I’ve written 3 public articles on Jumia so far – with my most recent being in 2021, so this is probably just a slight rehashing of my personal sentiment about the company.

Jumia was originally positioned to be the Amazon of Africa – and that narrative alone was enough to drive more than US$767 million in private capital to the company. Jumia also realized that to build the eCommerce offering it had envisioned, it needed to build the entire eCommerce stack end-to-end, especially the logistics part which was almost non-existent at the time.

However, the one thing Jumia failed to envision was a world where social commerce or even non-Jumia e-commerce would so dominate the market that Jumia itself would only be a fraction of that market. In such a world, the logistics infrastructure would have been a key necessity for that market to take off and anyone who had built a RELIABLE, WELL DISTRIBUTED, AND EFFICIENT logistics layer was well positioned to take that market.

There are two reasons Jumia was well positioned to solve this problem – one was they already had the incentive to do so; they needed that logistics stack themselves to complete their product proposition and continue to improve the user experience for their users and second was they had the money required to do that – funds to hire the most skilled logistics professionals, acquire delivery technology (vans and bikes) and set up warehousing systems to make this work. An offering like this from Jumia would have been a market leader because the economies of scale (serving its own inherent demand and proposed latent market demand) would have allowed it to offer the best service at the cheapest price.
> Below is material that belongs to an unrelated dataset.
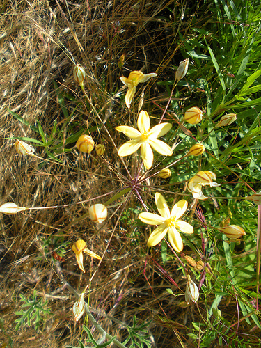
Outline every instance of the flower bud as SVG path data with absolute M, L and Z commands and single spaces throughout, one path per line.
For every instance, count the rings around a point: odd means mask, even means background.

Ideas around offering segmentation for delivery aggregators like Chowdeck, Foodcourt, etc. that prioritizes their services and gives them priority access at marked-up fees would have surfaced, a whole ecosystem of social commerce sellers leveraging Jumia’s infrastructure to distribute their products would have been born and the network effect of more riders coming on their platform to improve distribution density would have positioned Jumia as a frontline player in the local logistics space, and with their African expansion drive, the same proposition could have been extended to other African countries positioning Jumia as the PAPSS (Pan African Payment Settlement System) for African logistics.

In the same way Amazon’s eCommerce platform has become somewhat of a front for its more profitable business line – AWS (Amazon Web Services), Jumia eCommerce would have been a front for Jumia Logistics. I believe that was Jumia’s Moniepoint moment (the moment a company identifies a friction in a market it can solve and leverage on to compound rapidly and morph into a rocket ship).

Today, there is no unified logistics market in Nigeria, multiple players own various segments – from KwikDelivery to GIG Logistics to Red Star Express to the myriads of independent dispatch rider companies scattered across Nigeria. A unified logistics market was the key opportunity Jumia would have leveraged in its Hey Days to build and dominate, thereby positioning itself as the logistics infrastructure for Nigerian and by extension African commerce.

To be fair, hindsight is 20/20, and executing on most of what is here is much more difficult than writing about it, needless to say, Jumia does have a third-party logistics business in Nigeria today as at the time of writing this (which I sincerely doubt operates at the scale hinted in this piece), and is now focusing its effort on reaching reasonable unit economics in its core e-commerce business.

Conclusion

I personally think that due to the maturity level of the African ecosystem, playing as an infrastructure provider positioned to extract value from new opportunity vortexes that may spring up now or in the future is one of the key ways to build massive and impactful technology businesses in Africa.

I hope that after reading this, you go to bed this night praying to the God that did it for NVIDIA to give you the wisdom to identify new and latent infrastructure opportunities, and to properly position your business to capitalize on them.